Alors qu’ils attendaient pour s’installer dans les gradins, des supporteurs de Liverpool avaient été empêchés d’entrer dans le stade, inondés de gaz lacrymogènes par la police française, et pour certains frappés à coups de matraque. Ces incidents ont causé une indignation internationale et de nombreux observateurs avaient alors remarqué que le drame n’avait été évité que grâce au sang-froid des supporteurs de Liverpool. Ce qui n’avait pas empêché le ministre de l’intérieur, Gérald Darmanin, d’accuser « des milliers de “supporteurs” britanniques, sans billet ou avec des faux billets », qui « ont forcé les entrées et, parfois, violenté les stadiers ».
Il faut croire que les fantômes du désastre de Hillsborough hantent encore les fans liverpuldiens.
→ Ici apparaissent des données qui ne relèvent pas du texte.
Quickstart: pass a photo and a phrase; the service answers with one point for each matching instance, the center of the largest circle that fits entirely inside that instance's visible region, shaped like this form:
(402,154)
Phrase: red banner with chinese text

À la suite des incidents du Stade de France, deux supporteurs des Reds, témoins du drame en 1989 et présents lors de la finale de la Ligue des Champions, se sont suicidés. « Nous avons dû faire suivre des thérapies à des gens après le Stade de France, a témoigné Peter Scarfe du groupe de soutien aux survivants de Hillsborough, cité dans le Daily Star. Cette année seulement, nous avons eu trois suicides. C’est trois de trop. L’un d’entre eux s’est passé juste avant la date anniversaire, et deux d’entre eux avaient subi au Stade de France une réactivation de leur traumatisme. »
Plus de 1 800 supporteurs de Liverpool ont annoncé vouloir porter collectivement plainte contre l’UEFA, l’association des fédérations de foot qui organise la Ligue des champions, après les incidents du 28 mai.